What I am trying to setup is the ability to remove the shutdown, restart, etc. for all users who log into servers (2008/2012) to prevent any accidents as we have had already. Apparently, the gpo to remove the shutdown is a user policy and I researched that loopback is something that is necessary for it to apply to users that log into the servers. I have a fairly good understanding of group policy, but before I started group policy was non-existent so doing this from scratch is a challenge.

This is the policy I have created with the research I have done, which has not worked.

4 Spice ups

That looks file - just make sure that the GPO is applied to the computer account OU.

I run this exact GPO in my environment without a loopback GPO. Haven’t had any issues with it at all. However, if you do need to run loopback mode, you’re using “Merge”, when you should probably just use “replace” for the policy specific to the servers. “In Merge mode, if there is a conflict, for example two policies provide different values for the same configuration setting, the Computer’s policy has more privilege” - Per some random IT blog.

This is stolen from another post located here .

Enable the following settings:

Disable and remove links to Windows Update

Remove common program groups from Start Menu

Disable programs on Settings Menu

Remove Network & Dial-up Connections from Start Menu

Remove Search menu from Start Menu

Remove Help menu from Start Menu

Remove Run menu from Start Menu

Add Logoff to Start Menu

Disable changes to Taskbar and Start Menu Settings

Disable and remove the Shut Down command or Remove and prevent access to the Shut Down command

Cheers,

JR

1 Spice up

Then…keep in mind that the loopback setting is now on for any computer targeted by this GPO.

A common misconception is that you are enabling loopback policy processing for this particular GPO - you’re not - you’re enabling loopback policy processing for the computer. So every GPO that is applied to this computer will be looped back upon the user – not an issue if there are no user settings in any of the GPOs.

As you want the policy to apply only to particular machines, the servers, then merge should be fine.

What does your scope tab look like - - specifically, the delegation pane?

I usually leave mine set to ‘authenticated users’ and then pare that down if need be later.

The delegation pane.

Except if they’ve blocked inheritance.

Also as the computer account is an authenticated user the default permissions should be fine.

Edit: have you already used RSoP to confirm which policies are applying an which one is winning any conflicts?

I checked the RSoP and I don’t even see the loopback policy hitting anything in this OU even though it is applied directly to this OU.

And you’re linking it to an OU which contains the pertinent computer objects, correct?

Can you confirm that it is applied to the OU containing the Computer object? (up to this point that has not been stated)

You may also want to delegate a “Deny: Apply Group Policy” permission to the Domain Admins security group (and maybe a few others), so that at least Domain Admins can shutdown/restart the affected computers.

1 Spice up

Yes, this policy is linked to the OU containing the objects I want it to address. Also, right now we want to remove the option for domain admins as this was the problem in the first place. Active Directory is a mess since it wasn’t utilized properly and in order to fix the issues, other permissions need to be changed to move certain users from the domain admins group.

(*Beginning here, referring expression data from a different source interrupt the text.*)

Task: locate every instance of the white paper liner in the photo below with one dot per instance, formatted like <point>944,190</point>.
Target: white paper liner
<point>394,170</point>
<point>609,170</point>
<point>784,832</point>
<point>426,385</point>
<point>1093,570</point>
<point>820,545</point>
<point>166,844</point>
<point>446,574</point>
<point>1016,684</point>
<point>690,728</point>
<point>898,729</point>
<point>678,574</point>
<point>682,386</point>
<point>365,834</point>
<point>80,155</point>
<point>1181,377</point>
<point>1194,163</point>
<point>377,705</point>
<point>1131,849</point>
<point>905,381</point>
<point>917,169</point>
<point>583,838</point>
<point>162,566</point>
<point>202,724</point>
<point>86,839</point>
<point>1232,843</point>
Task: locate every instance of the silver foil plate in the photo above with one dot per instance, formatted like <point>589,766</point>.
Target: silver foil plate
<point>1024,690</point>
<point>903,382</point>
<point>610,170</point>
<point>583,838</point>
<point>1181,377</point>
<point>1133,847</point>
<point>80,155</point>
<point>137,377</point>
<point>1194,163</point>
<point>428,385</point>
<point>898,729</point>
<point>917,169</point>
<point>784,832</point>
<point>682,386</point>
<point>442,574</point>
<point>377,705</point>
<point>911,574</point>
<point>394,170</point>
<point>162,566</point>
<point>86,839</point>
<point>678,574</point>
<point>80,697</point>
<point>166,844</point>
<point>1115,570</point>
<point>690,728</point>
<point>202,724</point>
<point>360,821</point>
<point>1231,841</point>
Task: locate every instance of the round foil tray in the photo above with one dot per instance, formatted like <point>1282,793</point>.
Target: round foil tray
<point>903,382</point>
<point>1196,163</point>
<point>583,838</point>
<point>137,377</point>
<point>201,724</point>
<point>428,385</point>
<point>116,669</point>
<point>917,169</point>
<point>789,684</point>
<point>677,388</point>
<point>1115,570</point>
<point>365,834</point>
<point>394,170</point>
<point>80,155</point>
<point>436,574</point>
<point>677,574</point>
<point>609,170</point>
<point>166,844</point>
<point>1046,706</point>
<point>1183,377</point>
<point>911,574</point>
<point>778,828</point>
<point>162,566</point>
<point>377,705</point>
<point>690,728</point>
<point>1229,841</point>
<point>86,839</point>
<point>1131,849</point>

How long have you left the policy to replicate? Or have you forced replication?

Have you tried forcing GP refresh on the servers that will use this policy?

Have you already restarted the servers that will use this policy?

I rebooted one server and also ran gpupdate /force several times to no avail.

Okay, I have it working now. I took off link enabled and re-added it then did a gpudate /force and now the only option is disconnect. For some reason I was getting the message in the picture when link enabled was active.

From what I was reading, link enabled should always be active if you want the gpo to work right? I ask this because I was getting the error above also when trying to apply a different group policy until I removed link enabled on a particular gpo. Then, enforced is only used if you know that there is going to be a conflict with gpo settings that will override a previous setting?